Take my five strongest hives. Taking a couple frames of brood, one of pollen and two of honey. Take old queen and put in nuc, get new mated queen and put in the original 10 frame hive. Feed all hives syrup until flow starts and probably feed a little during flow. 

I have a commercial guy close by, he does a large amount of split in early January. He claims out 95 percent success rate. 

I appreciate all comments, thanks Jake Owens


----------



## beemandan (Dec 5, 2005)

Jake Owens said:


> I have a decent fall flow starting in a month give or take a little.


What sort of nectar producing plants will be blooming in a month?


----------



## Jake Owens (May 10, 2016)

Mainly cotton first and then Goldenrod


----------



## beepro (Dec 31, 2012)

GA and our climate is much the same.
Over here we have the summer Goldenrod blooming already!
Yes, it is possible to feed the split nuc into a strong one. I'm making
the after the solstice new queens now for my splits. It is possible if you have a good Autumn flow.


----------



## RayMarler (Jun 18, 2008)

I've done walk-a-ways as late as late August with success. If drawn comb is used, it's very doable and I'm a bit further north than you are. I think last year I did some the first week of September, but that was cutting it pretty close. Drawn combs make it easier to do late in the season splits.


----------



## beemandan (Dec 5, 2005)

Jake Owens said:


> Mainly cotton first and then Goldenrod


You may have a different variety of goldenrod than we do. In fifteen years I've only smelled the fragrance of curing goldenrod one time....and then only in a couple of yards. Can't speak to cotton.
If you split expect to feed heavily. And take precautions to avoid robbing.
Good luck.


----------



## Daniel Y (Sep 12, 2011)

JWChesnut said:


> Define split please. In my opinion, it is too late for the heavily-promoted "walk away" technique where the colony is expected to raise an emergency queen. However, it is not too late for a mated queen introduction.
> 
> Consider a simple model of hive population in these two scenario.
> View attachment 26487
> ...


I am not exactly sure what these charts are supposed to be showing. Mainly no idea what Total Colony is supposed to mean. and not sure how Total colony could possibly increase as the bee population seems to be decreasing.


----------



## mathesonequip (Jul 9, 2012)

jake..to increase your total yields and strengthen your apiary, split your weaker hives , use better queens [up-grade when you split]. put supers on the strong hives. manage the mite situation before it is a major problem.


----------



## RayMarler (Jun 18, 2008)

RayMarler said:


> I've done walk-a-ways as late as late August with success. If drawn comb is used, it's very doable and I'm a bit further north than you are. I think last year I did some the first week of September, but that was cutting it pretty close. Drawn combs make it easier to do late in the season splits.

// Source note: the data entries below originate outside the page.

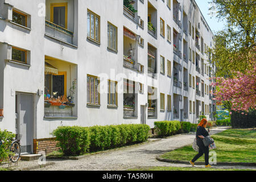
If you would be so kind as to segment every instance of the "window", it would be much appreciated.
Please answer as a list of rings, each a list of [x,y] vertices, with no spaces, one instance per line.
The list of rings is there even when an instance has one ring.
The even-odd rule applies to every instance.
[[[205,94],[207,94],[207,86],[206,86],[206,84],[204,85],[204,88],[205,88]]]
[[[67,28],[68,25],[68,3],[51,4],[51,22]]]
[[[189,113],[192,114],[192,101],[189,101]]]
[[[207,105],[205,104],[205,113],[207,112]],[[207,113],[205,113],[206,114],[207,114]]]
[[[27,15],[13,10],[13,22],[24,27],[27,27]]]
[[[139,92],[143,93],[144,92],[144,84],[139,83]]]
[[[164,94],[160,93],[160,109],[164,110]]]
[[[171,27],[167,24],[167,40],[171,42],[172,39],[171,38]]]
[[[167,0],[167,6],[171,9],[171,0]]]
[[[164,21],[160,18],[160,34],[164,36]]]
[[[108,104],[117,106],[117,81],[108,80]]]
[[[188,32],[191,35],[191,22],[188,22]]]
[[[195,51],[192,51],[192,63],[195,64]]]
[[[172,76],[171,65],[171,62],[169,60],[167,60],[167,75],[170,77]]]
[[[87,12],[87,37],[100,42],[100,17],[88,10]]]
[[[172,110],[172,96],[167,95],[167,110]]]
[[[191,80],[191,75],[189,74],[189,86],[191,87],[192,86],[192,80]]]
[[[161,73],[164,73],[164,57],[160,56],[160,67],[161,67],[161,69],[160,69],[160,71]]]
[[[27,51],[12,47],[11,60],[27,64]]]
[[[195,29],[193,26],[192,26],[192,39],[195,39]]]
[[[117,51],[117,28],[109,22],[108,22],[108,43],[109,48]]]
[[[206,74],[206,64],[204,64],[204,73]]]
[[[188,59],[189,60],[189,61],[191,61],[191,60],[192,60],[191,48],[190,47],[188,48]]]
[[[67,72],[59,72],[58,74],[45,75],[44,85],[47,92],[50,95],[53,93],[56,97],[67,96]]]
[[[87,103],[100,105],[100,80],[94,76],[87,75]]]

I must clarify that this was done to make up over wintering nucs. I get drone production in September and October also, so queens do get mated that late in the year.


----------



## JWChesnut (Jul 31, 2013)

Daniel Y said:


> I am not exactly sure what these charts are supposed to be showing. Mainly no idea what Total Colony is supposed to mean. and not sure how Total colony could possibly increase as the bee population seems to be decreasing.

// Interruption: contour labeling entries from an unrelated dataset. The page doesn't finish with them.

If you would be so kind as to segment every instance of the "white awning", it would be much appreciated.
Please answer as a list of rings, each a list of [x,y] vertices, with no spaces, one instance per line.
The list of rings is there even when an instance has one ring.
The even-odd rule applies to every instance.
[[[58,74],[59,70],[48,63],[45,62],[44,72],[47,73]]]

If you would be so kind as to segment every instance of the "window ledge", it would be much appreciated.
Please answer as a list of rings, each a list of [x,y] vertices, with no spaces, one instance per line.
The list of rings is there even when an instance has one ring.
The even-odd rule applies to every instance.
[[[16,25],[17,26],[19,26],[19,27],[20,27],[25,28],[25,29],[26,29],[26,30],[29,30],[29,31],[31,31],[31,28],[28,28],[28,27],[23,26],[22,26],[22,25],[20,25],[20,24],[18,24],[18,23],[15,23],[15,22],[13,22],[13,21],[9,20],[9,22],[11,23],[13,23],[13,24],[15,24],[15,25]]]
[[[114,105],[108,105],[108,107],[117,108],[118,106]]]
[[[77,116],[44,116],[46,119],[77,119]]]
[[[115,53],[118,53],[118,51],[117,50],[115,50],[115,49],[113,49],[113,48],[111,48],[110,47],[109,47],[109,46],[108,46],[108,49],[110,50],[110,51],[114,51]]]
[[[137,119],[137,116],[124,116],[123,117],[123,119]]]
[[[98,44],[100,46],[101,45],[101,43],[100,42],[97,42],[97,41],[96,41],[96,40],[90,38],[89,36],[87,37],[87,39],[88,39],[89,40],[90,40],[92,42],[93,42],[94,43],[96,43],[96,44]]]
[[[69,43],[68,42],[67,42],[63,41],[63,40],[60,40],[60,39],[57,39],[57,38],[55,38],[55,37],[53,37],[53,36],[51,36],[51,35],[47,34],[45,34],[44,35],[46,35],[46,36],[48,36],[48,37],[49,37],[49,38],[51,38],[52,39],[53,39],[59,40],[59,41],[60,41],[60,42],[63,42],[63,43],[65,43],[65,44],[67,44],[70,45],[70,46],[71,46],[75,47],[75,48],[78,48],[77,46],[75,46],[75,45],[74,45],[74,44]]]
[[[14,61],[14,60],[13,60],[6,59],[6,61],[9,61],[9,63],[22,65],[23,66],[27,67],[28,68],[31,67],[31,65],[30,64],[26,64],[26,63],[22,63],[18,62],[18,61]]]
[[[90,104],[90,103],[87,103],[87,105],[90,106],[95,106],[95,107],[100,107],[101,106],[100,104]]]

Veteran bees = bees introduced to splits (die off at 1-3% rate)
Brood = new hatches from introduced capped larvae (die off at 0.5%)
Total Bees = emerging brood from queen + Veteran + brood

The key point: a walk away won't see it first cohort of emergence until day 46 or later. A mated-queen nuc will see its first emergence about day 28. The difference in days to first new bees is immense.


----------



## Saltybee (Feb 9, 2012)

The key point: a walk away won't see it first cohort of emergence until day 46 or later. A mated-queen nuc will see its first emergence about day 28. The difference in days to first new bees is immense.[/QUOTE]

The simple walkaway commits all of the split bees on day one, unlike raising queens separately. The cutdown split really does not commit more bees any earlier than queen rearing. The # of queens is much more unpredictable, however if you are looking for only a few you are most likely going to get them.


----------



## beepro (Dec 31, 2012)

On a new split give them a mated queen.
Then place the hive in the position of a previous growing hive now had moved over.
Give the new split a frame or 2 of the cap broods from another growing hive. Don't forget to
feed them the patty subs, syrup or honey water and a pollen/nectar frame. 
The queen will have a very good chance of establishing herself through the Autumn flow.
Who else have a better split idea?


----------